Being dissolved to concentration with aseptic double-distilled water is respectively 25 μMs ,-20 DEG C of preservations.
(2) NDM-1 gene PCR damping fluid is prepared
Containing Tris-HCl (pH8.3) 14.2mM, KCl71.4mM, gelatin 0.14mg/ml, dATP, dGTP, dCTP, dUTP each 0.29mM, MgCl
25mM, each 5 μMs of upstream and downstream primer (SEQIDNo:2 and 3), according to 672 μ l/ pipe packing.
(3) fluorescent probe is prepared
Containing NDM-1 gene by fluorescence probe (SEQIDNo:4) 2 μMs, according to 96 μ l/ pipe packing.
(4) Taq enzyme is prepared
Containing Taq DNA polymerase 40U and uracil-DNA glycosylase (UNG enzyme) 16U, according to 64 μ l/ pipe packing.
(5) DNA extraction liquid is prepared
Containing 50mmol/LNaOH, 5mMEDTA, 1%TritonX-100,1%NP-40.According to the packing of 1.5ml/ pipe.
(6) test kit feminine gender, positive reference substance is prepared
Cultivate intestinal bacteria, intestinal bacteria containing SEQIDNO:1 artificial sequence plasmid respectively, and measure nutrient solution concentration by viable plate count method, be diluted to 1 × 10
4individual bacterium/ml and 1 × 10
3individual bacterium/ml, respectively as test kit negative control and positive control.According to 200 μ l/ pipe packing.
(7) kind of the component of 5 after above-mentioned packing is placed in same container, is assembled into test kit, encapsulation.
Preparation technology is summarized as follows:
(1) primed probe synthesized quantitatively is prepared, Concentration Testing, sampling quality inspection.
(2) PCR damping fluid, fluorescent probe, Taq enzyme, DNA extraction liquid is aseptic subpackaged, sampling quality inspection.

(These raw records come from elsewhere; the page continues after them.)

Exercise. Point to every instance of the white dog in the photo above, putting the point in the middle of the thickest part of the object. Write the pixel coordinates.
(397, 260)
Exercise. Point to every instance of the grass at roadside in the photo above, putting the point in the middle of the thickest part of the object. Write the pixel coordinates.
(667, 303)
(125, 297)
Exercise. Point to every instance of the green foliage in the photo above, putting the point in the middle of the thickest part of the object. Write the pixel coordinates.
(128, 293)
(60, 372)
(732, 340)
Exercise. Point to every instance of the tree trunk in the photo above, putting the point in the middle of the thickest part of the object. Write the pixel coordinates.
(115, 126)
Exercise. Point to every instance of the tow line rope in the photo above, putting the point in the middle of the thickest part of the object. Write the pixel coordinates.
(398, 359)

(3) feminine gender, positive reference substance are carried out concentration determination, packing, sampling quality inspection.
(4) assemble finished product test kit, be stored in-20 DEG C.

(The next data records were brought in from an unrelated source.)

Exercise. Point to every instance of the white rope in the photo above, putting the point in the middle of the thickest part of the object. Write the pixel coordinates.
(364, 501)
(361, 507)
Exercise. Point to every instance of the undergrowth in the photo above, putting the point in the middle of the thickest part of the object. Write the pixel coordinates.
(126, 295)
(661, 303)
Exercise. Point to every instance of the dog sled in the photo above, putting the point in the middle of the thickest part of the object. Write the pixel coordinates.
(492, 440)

The application of embodiment 2:NDM-1 gene by fluorescence PCR detection kit
(1) sample preparation
Get clinical sample or enrichment liquid 20 example of collection, be placed in centrifuge tube 13,000rpm centrifugal 6 minutes, carefully inhale with pipettor and abandon supernatant (for preventing siphoning away precipitation, 5 μ l raffinates can be retained), in precipitation, add 1ml physiological saline, after vortex oscillation mixing, repeated centrifugation is inhaled and is abandoned supernatant.In precipitation, add 50 μ lDNA extracting solutions, latter 100 DEG C of vortex vibration mixing keeps 10 minutes, and 13,000rpm gets supernatant in centrifugal 2 minutes and carries out fluorescent PCR augmentation detection.Test kit is negative identical with sample liquid with positive control treatment process.

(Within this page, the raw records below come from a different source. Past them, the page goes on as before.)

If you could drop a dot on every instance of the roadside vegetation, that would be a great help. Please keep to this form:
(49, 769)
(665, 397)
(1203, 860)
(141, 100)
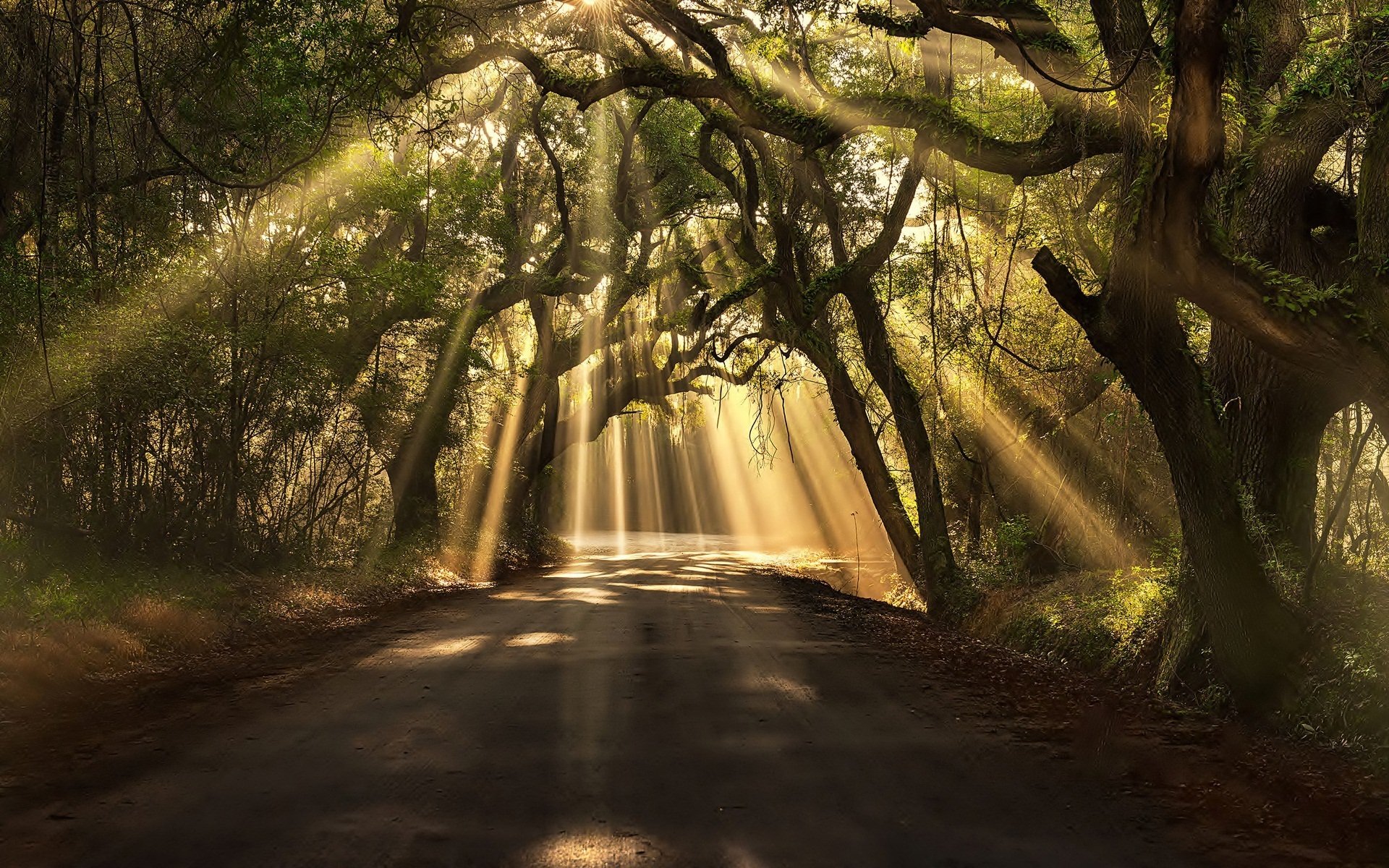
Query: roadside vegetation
(313, 303)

(2) augmentation detection
According to detected sample number n+2 (n=20), get test kit PCR damping fluid 21 μ l × (n+2), fluorescent probe 3 μ l × (n+2), Taq enzyme 2 μ l × (n+2) component, each amplification pipe packing 26 μ l after mixing, adds respectively according to the test kit negative control of sample processing method process, positive control and each 4 μ l of the above-mentioned n handled well a sample form.Each reaction tubes volume is 30 μ l, is put into by above-mentioned amplification pipe on ABI7500 fluorescent PCR instrument and runs according to the circulate program of 40 times of 94 DEG C of 10sec after 50 DEG C of 2min, 94 DEG C of 2min, 60 DEG C of 45sec.
(3) result judges
Use after fluorescent PCR instrument end of run and carry software analysis result, test kit negative control should be judged as feminine gender without Ct value, positive control Ct value < 30 is judged as the positive.Sample amplification Ct value < is NDM-1 gene masculine, containing NDM-1 gene pathogenic bacteria of drug-resistant in sample; Sample amplification is that NDM-1 gene resistant organism is negative without Ct value person; If 38 < Ct value < 40, be judged as detecting gray area, need duplicate detection 2 times, as detected result at least 1 Ct value < 40 judges that this pipe is NDM-1 gene masculine, otherwise, judge that this pipe is as negative.
According to the above results determination methods, have 1 example to detect Ct value < 38, be judged as that NDM-1 gene pathogenic bacteria of drug-resistant is positive in the 20 routine samples that experiment detects, all the other 19 examples are that NDM-1 gene pathogenic bacteria of drug-resistant is negative.